Converts an iterable into an indexed array iterator where each value yielded is an array containing the key followed by the value.

$data = ['a' => 1, 'b' => 2];
assert(t\assoc_iter($data) == [['a', 1], ['b', 2]];

This can be combined with the assoc_reducer() to generate associative arrays.

$result = t\transduce(
    t\map(function ($v) { return [$v[0], $v[1] + 1]; }),
    t\assoc(),
    t\assoc_iter(['a' => 1, 'b' => 2])
);

assert($result == ['a' => 2, 'b' => 3]);

You should really just use the t\to_assoc() function if you know you're reducing an associative array.

$result = t\to_assoc(
    ['a' => 1, 'b' => 2],
    t\map(function ($v) { return [$v[0], $v[1] + 1]; })
);

assert($result == ['a' => 2, 'b' => 3]);

stream_iter()

function stream_iter($stream, $size = 1)

Creates an iterator that reads from a stream using the given $size argument.

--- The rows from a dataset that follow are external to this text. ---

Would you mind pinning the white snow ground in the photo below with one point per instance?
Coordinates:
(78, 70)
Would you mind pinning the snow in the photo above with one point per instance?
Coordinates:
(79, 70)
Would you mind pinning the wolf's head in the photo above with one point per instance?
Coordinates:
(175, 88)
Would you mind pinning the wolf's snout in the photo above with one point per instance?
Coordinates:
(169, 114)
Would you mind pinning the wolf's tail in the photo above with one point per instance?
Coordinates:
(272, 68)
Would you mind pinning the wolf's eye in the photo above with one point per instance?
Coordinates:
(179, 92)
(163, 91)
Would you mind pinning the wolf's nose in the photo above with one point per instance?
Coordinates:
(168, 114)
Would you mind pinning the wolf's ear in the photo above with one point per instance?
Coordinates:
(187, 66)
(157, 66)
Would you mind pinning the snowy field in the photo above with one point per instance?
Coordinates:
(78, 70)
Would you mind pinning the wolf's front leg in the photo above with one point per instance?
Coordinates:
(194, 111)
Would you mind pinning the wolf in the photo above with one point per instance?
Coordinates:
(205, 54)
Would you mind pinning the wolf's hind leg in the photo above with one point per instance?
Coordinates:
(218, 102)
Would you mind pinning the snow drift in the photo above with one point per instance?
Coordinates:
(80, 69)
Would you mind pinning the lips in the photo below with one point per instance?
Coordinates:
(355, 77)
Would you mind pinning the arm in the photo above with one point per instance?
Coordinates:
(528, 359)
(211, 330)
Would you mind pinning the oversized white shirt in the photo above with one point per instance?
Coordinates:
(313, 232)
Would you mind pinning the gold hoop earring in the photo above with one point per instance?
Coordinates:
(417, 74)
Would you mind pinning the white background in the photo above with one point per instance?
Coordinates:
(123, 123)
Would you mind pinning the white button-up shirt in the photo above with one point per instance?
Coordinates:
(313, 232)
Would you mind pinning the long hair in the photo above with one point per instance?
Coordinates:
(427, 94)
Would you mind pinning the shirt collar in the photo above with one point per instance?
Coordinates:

$s = fopen('php://temp', 'w+');
fwrite($s, 'foo');
rewind($s);

// outputs: foo
foreach (t\stream_iter($s) as $char) {
    echo $char;
}

rewind($s);

// outputs: fo-o
foreach (t\stream_iter($s, 2) as $char) {
    echo $char . '-';
}

to_traversable()

function to_traversable($value)

Converts an input value into something this is traversable (e.g., an array or \Iterator). This function accepts arrays, \Traversable, PHP streams, and strings. Arrays pass through unchanged. Associative arrays are returned as iterators that yield arrays where each value is an array that contains the key of the array in the first element and the value of the array in the second element. Iterators are returned as-is. Strings are split by character using str_split(). PHP streams are converted into iterators that yield a single byte at a time.

is_traversable()

function is_traversable($coll)

Returns true if the provided $coll is something that can be traversed in a foreach loop. This function treats arrays, instances of \Traversable, and stdClass as iterable.

reduce()

function reduce(callable $fn, $coll, $accum = null)

Reduces the given iterable using the provided reduce function $fn. The reduction is short-circuited if $fn returns an instance of Reduced.